Moonlight è infatti un film appena discreto scambiato per un quasi capolavoro da molti critici, e l’esagerato numero di candidature agli Oscar più che un reale apprezzamento nei confronti del film appare più che altro come un tentativo da parte dei soci dell’Academy di smarcarsi dalle accuse di scarsa rappresentanza di minoranze etniche all’interno della cerimonia che gli avevano colpiti durante la precedente edizione. L’effetto di ciò è che un film non particolarmente eclatante come quest’opera seconda di Jenkins ha finito per ottenere una visibilità e un riconoscimento che non si merita.
Non fosse per il fatto che è narrata dal punto di vista di una comunità di emarginati, la storia è una di quelle che si sono già viste un centinaio, un migliaio di volte. E Moonlight è un film estremamente semplice, fin troppo talvolta, fino ad arrivare a sfiorare il semplicismo, che non è mai una cosa raccomandabile in questi casi. Non succede molto di realmente stimolante o che porti effettivamente a riflettere circa le tematiche trattate. Il film, e dispiace dirlo, è uno di quelli che, fondamentalmente, si trascinano stancamente (soprattutto nell’ultima parte, la peggiore) fino ai titoli di coda, dilatando inutilmente una storia che, probabilmente, sarebbe stata più adatta e sarebbe risultata più efficace sotto forma di cortometraggio. Infatti, dopo una buona prima parte (che però si conclude troppo in fretta e a seguito della quale uno dei personaggi più interessanti scompare) il film va progressivamente in calando, fino ad arrivare ad un finale deludente e sottotono.

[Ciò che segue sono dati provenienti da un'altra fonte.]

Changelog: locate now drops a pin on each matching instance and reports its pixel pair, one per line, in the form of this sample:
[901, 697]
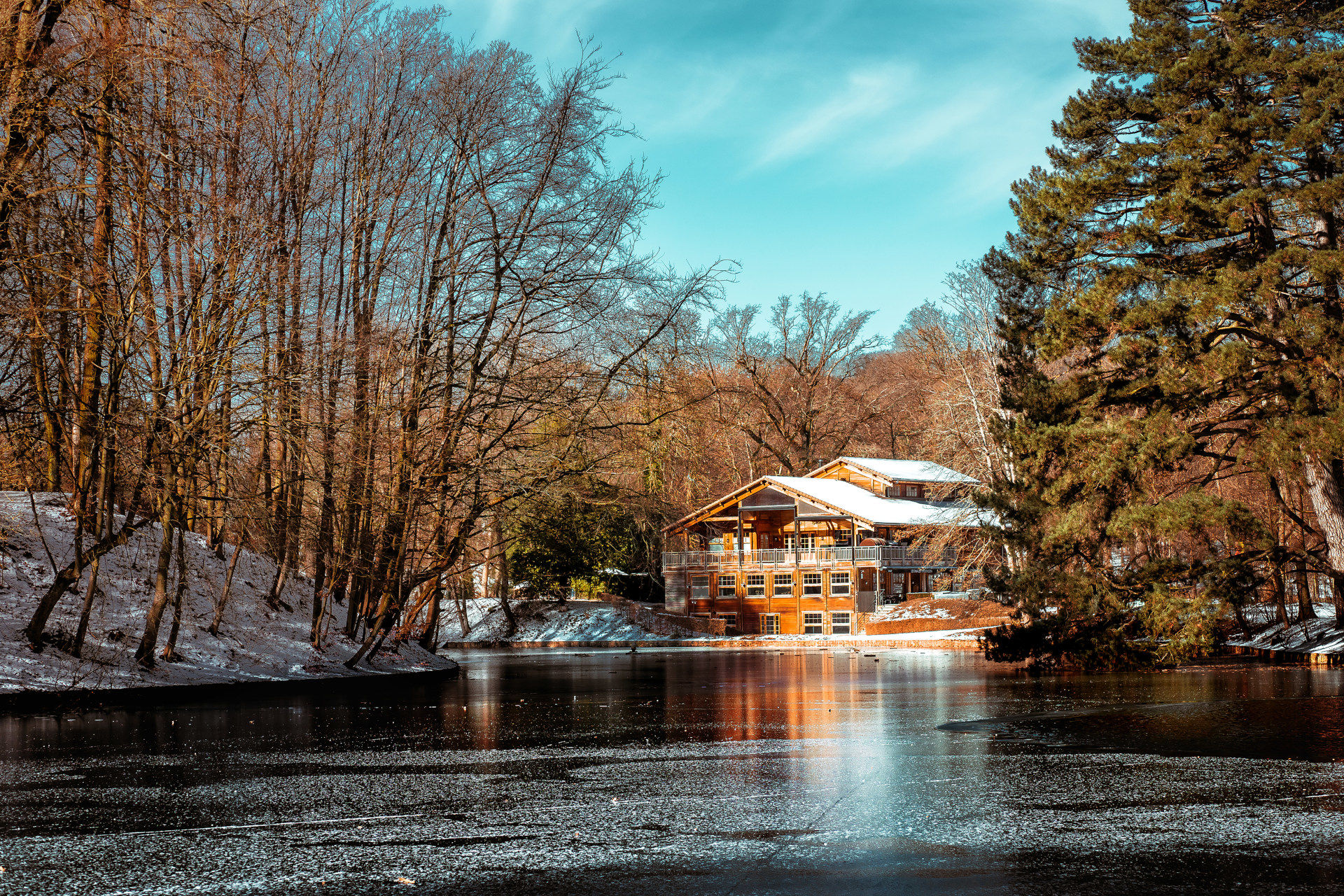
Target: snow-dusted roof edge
[873, 465]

Moonlight non è un film particolarmente innovativo o coinvolgente ed anzi procede linearmente attraverso diversi cliché (il ragazzino emarginato vittima di bullismo, la situazione famigliare difficile con una madre dipendente dal crack, l’arresto e la trasformazione in carcere da timido ragazzino pelle e ossa a robusto e muscolo spacciatore con tanto di collane, anelli e denti d’oro, l’amico in libertà vigliata che ha finito per redimersi e ritrovare la “retta via”, e via di questo passo).
Se poi l’intento dell’opera era mostrare come l’atteggiamento da “gangsta” carico di stereotipi e testosterone non sia spesso altro che una maschera per celare debolezze o istinti sessuali repressi, il tutto è molto meglio raccontato, ad esempio, in una serie TV come The Wire.
Certo, le interpretazioni degli attori sono spesso ottime (in testa Ali e la Harris) ma questo e la buona fotografia di Laxton non bastano a risollevare le sorti di un film che ottiene comunque un ottimo successo di pubblico e si guadagna due immeritati Oscar al miglior film e alla miglior sceneggiatura non originale, mentre assolutamente meritato è il premio al miglior attore non protagonista ad Ali.